Open Science, Open Data, Open Access – How open can my research be? How open ought it be?

This will be far from a comprehensive post about the topics in the title – and how could it be! But I want to share my two cents on the issues at hand against the backdrop of the current debate. Drawing from my own experience and my own research and teaching projects.

Last year I decided to move all my projects to GitHub. GitHub was originally a platform for developers and before I took my first Software Carpentry course in early 2016 I had never heard anything about it. Since I am not a developer (at least: I don’t see myself as such), it didn’t come naturally to me to use GitHub for much else than keeping track of a couple of projects from the field of digital humanities I thought were cool and creating the occasional ‘guacamole recipe’ or ‘moon base’ repository when learning and teaching versioning with git and GitHub with The Carpentries.

I don’t remember exactly when it happened – or what triggered the decision, but at some point I decided to embrace GitHub as a platform not just for storing my few attempts at coding with Python but as a home for all of my research and finally ‘moved’ all my stuff there. Which also means spreading it out in the front of the world: in all its unfinished, unpolished, fragmented, interrupted, re-written, edited, occasionally aborted and often halted, and eventually finished and published state.
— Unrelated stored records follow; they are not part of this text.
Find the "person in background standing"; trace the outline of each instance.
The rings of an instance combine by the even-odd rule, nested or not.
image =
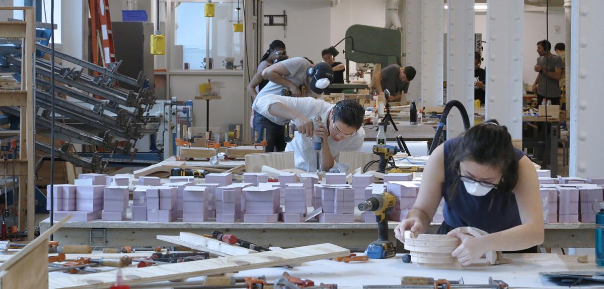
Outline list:
[[[324,49],[321,52],[321,56],[323,58],[323,62],[332,66],[333,69],[333,83],[344,83],[344,71],[345,67],[341,62],[336,62],[335,56],[329,48]],[[328,88],[326,89],[328,94],[342,92],[342,89]]]
[[[560,105],[560,77],[564,64],[559,56],[551,52],[551,43],[546,40],[537,42],[537,64],[535,72],[537,78],[533,84],[533,93],[537,95],[537,103],[541,104],[544,98],[551,104]],[[546,67],[547,66],[547,67]]]
[[[268,80],[262,77],[262,72],[264,71],[265,69],[275,62],[288,59],[288,58],[289,57],[288,57],[288,52],[285,50],[285,43],[283,41],[277,39],[271,42],[268,46],[268,49],[265,52],[260,60],[260,64],[258,65],[256,74],[254,75],[252,79],[249,80],[249,83],[245,87],[245,90],[251,95],[252,101],[258,95],[258,92],[262,91],[265,86],[268,83]],[[256,91],[256,87],[258,87],[258,91]],[[251,116],[249,118],[250,127],[254,127],[253,122],[254,110],[252,110]]]
[[[474,100],[480,101],[480,106],[484,105],[484,80],[487,72],[480,67],[483,58],[480,52],[474,52]]]

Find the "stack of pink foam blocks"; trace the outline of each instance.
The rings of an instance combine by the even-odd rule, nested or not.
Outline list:
[[[103,220],[123,221],[128,208],[128,186],[105,187],[103,195]]]
[[[558,217],[558,191],[554,188],[541,188],[544,223],[557,223]]]
[[[182,192],[182,221],[205,222],[209,216],[211,198],[207,188],[188,186]]]
[[[245,194],[245,223],[276,223],[281,212],[280,188],[272,186],[249,186]]]
[[[390,181],[386,183],[386,187],[388,192],[396,197],[394,208],[388,214],[388,220],[396,221],[405,220],[409,210],[413,208],[419,187],[413,182],[400,181]]]
[[[302,223],[306,215],[306,188],[303,183],[288,183],[283,188],[285,191],[283,200],[284,214],[283,221],[285,223]]]

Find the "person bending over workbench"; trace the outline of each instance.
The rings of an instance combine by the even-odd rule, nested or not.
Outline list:
[[[323,93],[333,79],[333,70],[324,63],[313,66],[303,57],[294,57],[280,61],[265,69],[262,76],[269,82],[262,89],[254,100],[254,103],[265,96],[281,95],[282,91],[289,89],[291,97],[314,96]],[[302,85],[306,87],[302,92]],[[252,108],[254,108],[252,104]],[[283,151],[285,149],[283,126],[268,119],[262,112],[254,112],[253,132],[257,135],[255,142],[263,140],[264,131],[266,130],[266,152]]]
[[[376,72],[374,86],[378,94],[384,94],[384,89],[387,89],[390,92],[388,101],[400,101],[403,94],[409,91],[409,82],[415,78],[416,73],[413,66],[390,65]]]
[[[365,110],[356,100],[341,100],[331,104],[312,97],[271,94],[256,101],[253,108],[280,125],[294,121],[298,131],[285,151],[294,151],[295,166],[300,170],[316,171],[316,153],[312,138],[315,134],[323,138],[321,167],[323,171],[335,167],[340,151],[359,151],[363,145],[365,130],[361,125]],[[316,116],[321,116],[323,123],[313,129],[312,119]]]
[[[507,129],[495,120],[478,124],[434,150],[413,208],[394,229],[396,238],[404,243],[406,230],[426,232],[442,197],[445,221],[438,233],[461,241],[452,255],[464,266],[489,251],[538,253],[536,246],[543,243],[536,171],[512,145]],[[464,226],[489,234],[477,238],[450,232]]]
Since my background is in the humanities, my research has been mainly about gathering historical texts, reading and analysing them, and then publishing articles, chapters, or books about them. Not much of this is suitable for being ‘put online’, if not for copyright issues then mainly because it is too many too large files which are not machine-readable and will result in too large repositories that few other researchers will have use of but me. And since ‘open science’ hasn’t been much of a thing in the humanities, releasing my research data (texts in various stages of ‘old’) hasn’t been seen as necessary or even recommended. Also: who wants to store all this stuff, and where? If it’s available in digital form, it’s usually libraries which offer some form of access and thus, I don’t need to re-publish it. If it’s in analogue form (which, unfortunately, most of my research material is…), I am simply not allowed to make a digital copy and put it just anywhere online. Or, if copyright isn’t the issue, it is webspace (which I don’t want to pay for to have an abundance of) and accessibility (just putting it somewhere isn’t helpful if you want it to be easily findable and re-usable).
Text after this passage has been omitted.